Governor of Coahuila
- In office 12 August 1981 – 30 November 1981
- Preceded by: Oscar Flores Tapia
- Succeeded by: José de las Fuentes Rodríguez

Senator for Coahuila
- In office 1 September 1982 – 31 August 1988

Member of the Chamber of Deputies for Coahuila's 6th district
- In office 1 December 1981 – 31 August 1982
- Preceded by: Alfonso Hernández Hernández
- Succeeded by: Enrique Agüero Ávalos
- In office 1 September 1979 – 13 August 1981
- Succeeded by: Alfonso Hernández Hernández

Municipal President of Torreón
- In office 1976–1978
- Preceded by: José Solís Amaro
- Succeeded by: Homero del Bosque Villarreal

Personal details
- Born: October 16, 1930 San Antonio, Texas, U.S.
- Died: February 21, 2013 (aged 82) Torreón, Coahuila, Mexico
- Party: Institutional Revolutionary Party
- Spouse: María Luisa Fernández del Castillo
- Children: Francisco José Miguel Agustín Segundo Jorge Raúl María Luisa Bernardo Ignacio Rodolfo

= Francisco José Madero González =

Mexican politician (1930–2013)

Francisco José Madero González (October 16, 1930 – February 21, 2013) was a Mexican politician, accountant, and member of the Institutional Revolutionary Party (PRI). Madero served as the 54th municipal president, or mayor, of Torreón from 1976 to 1978 and the governor of the state of Coahuila in 1981.

==Biography==
===Personal life===
Madero was born in San Antonio, Texas, in the United States on October 16, 1930, and raised in Parras de la Fuente, Coahuila. He was the seventh child of General Raúl Madero and Dora González Sada. His parents had fled to the United States after the Mexican Revolution. His paternal uncle, Francisco I. Madero, served as the President of Mexico from 1911 to 1913.

Francisco José Madero married María Luisa Fernández del Castillo, in 1953. The couple had seven children: Francisco José, Miguel Agustín Segundo, Jorge Raúl, María Luisa, Bernardo, Ignacio, and Rodolfo.

===Political career===
Madero began his career as an accountant.

Madero was the chairman of the local Institutional Revolutionary Party's Torreón municipal committee from 1962 to 1963. He next served as the head of the state Public Registry of Property from October 1963 until September 1975.

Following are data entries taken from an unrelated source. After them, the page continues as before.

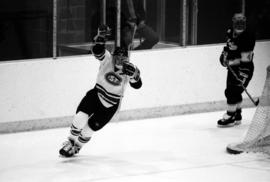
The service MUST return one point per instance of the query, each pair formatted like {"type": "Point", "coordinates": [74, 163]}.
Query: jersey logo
{"type": "Point", "coordinates": [232, 46]}
{"type": "Point", "coordinates": [113, 78]}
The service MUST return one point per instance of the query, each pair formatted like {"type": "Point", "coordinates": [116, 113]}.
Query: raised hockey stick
{"type": "Point", "coordinates": [255, 102]}
{"type": "Point", "coordinates": [133, 36]}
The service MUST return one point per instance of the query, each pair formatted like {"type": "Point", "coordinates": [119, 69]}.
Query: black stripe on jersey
{"type": "Point", "coordinates": [108, 93]}
{"type": "Point", "coordinates": [108, 97]}
{"type": "Point", "coordinates": [100, 57]}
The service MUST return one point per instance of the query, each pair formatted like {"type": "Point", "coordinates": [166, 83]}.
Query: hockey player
{"type": "Point", "coordinates": [238, 54]}
{"type": "Point", "coordinates": [101, 103]}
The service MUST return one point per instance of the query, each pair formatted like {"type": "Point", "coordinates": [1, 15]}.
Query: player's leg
{"type": "Point", "coordinates": [245, 74]}
{"type": "Point", "coordinates": [98, 120]}
{"type": "Point", "coordinates": [84, 110]}
{"type": "Point", "coordinates": [233, 95]}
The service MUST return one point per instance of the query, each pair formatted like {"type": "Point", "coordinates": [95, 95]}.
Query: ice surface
{"type": "Point", "coordinates": [186, 148]}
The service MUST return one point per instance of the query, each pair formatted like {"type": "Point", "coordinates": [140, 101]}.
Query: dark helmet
{"type": "Point", "coordinates": [239, 22]}
{"type": "Point", "coordinates": [120, 51]}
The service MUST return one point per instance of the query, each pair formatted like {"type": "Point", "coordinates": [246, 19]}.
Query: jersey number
{"type": "Point", "coordinates": [113, 78]}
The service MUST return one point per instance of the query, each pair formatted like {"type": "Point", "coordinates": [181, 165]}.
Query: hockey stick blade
{"type": "Point", "coordinates": [233, 150]}
{"type": "Point", "coordinates": [256, 103]}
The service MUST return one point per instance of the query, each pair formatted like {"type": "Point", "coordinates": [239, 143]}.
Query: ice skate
{"type": "Point", "coordinates": [229, 120]}
{"type": "Point", "coordinates": [238, 116]}
{"type": "Point", "coordinates": [69, 149]}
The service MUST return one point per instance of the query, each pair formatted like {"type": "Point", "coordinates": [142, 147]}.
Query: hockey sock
{"type": "Point", "coordinates": [231, 108]}
{"type": "Point", "coordinates": [84, 136]}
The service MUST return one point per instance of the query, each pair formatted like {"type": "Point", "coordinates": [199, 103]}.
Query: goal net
{"type": "Point", "coordinates": [257, 138]}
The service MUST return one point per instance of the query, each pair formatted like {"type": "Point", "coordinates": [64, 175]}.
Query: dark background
{"type": "Point", "coordinates": [26, 27]}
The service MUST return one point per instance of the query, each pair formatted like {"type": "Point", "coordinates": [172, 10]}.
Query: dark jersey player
{"type": "Point", "coordinates": [238, 54]}
{"type": "Point", "coordinates": [101, 103]}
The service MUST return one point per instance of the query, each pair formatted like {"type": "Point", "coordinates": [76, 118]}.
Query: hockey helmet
{"type": "Point", "coordinates": [120, 55]}
{"type": "Point", "coordinates": [239, 22]}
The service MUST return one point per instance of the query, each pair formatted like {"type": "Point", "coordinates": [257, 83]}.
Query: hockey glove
{"type": "Point", "coordinates": [131, 70]}
{"type": "Point", "coordinates": [223, 57]}
{"type": "Point", "coordinates": [244, 74]}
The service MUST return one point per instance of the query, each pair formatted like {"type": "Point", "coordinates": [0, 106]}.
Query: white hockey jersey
{"type": "Point", "coordinates": [110, 84]}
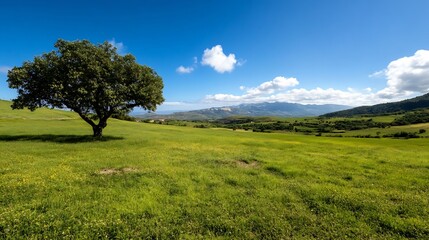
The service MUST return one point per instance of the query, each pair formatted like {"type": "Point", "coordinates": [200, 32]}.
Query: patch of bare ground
{"type": "Point", "coordinates": [111, 171]}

Madero served as the 54th Municipal President (mayor) of Torreón from 1976 to 1978. He was elected as a federal deputy of the Chamber of Deputies representing Coahuila's 6th district, serving in the 51st Congress from September 1, 1979, until August 1, 1982. He took a leave of absence from the Chamber of Deputies in 1981 to become interim Governor of Coahuila following the resignation of his predecessor, former governor Oscar Flores Tapia. He served as the governor of Coahuila for a brief tenure from August 11, 1981, until November 30, 1981. Madero was later elected to the Senate of the Republic for the 52nd and 53rd sessions of Congress. His last public office was as the head of the Jefe del Departamento de Promociones Social de Infonavit from 1991 to 1993.

He became the director of the General del Instituto Coahuilense para las Personas Adultas Mayores in 2002.

===Death===
On February 16, 2013, Francisco José Madero González was found unconscious in his bedroom at 8 AM by one of his servants. Madero was immediately taken to the hospital, where he spent five nights.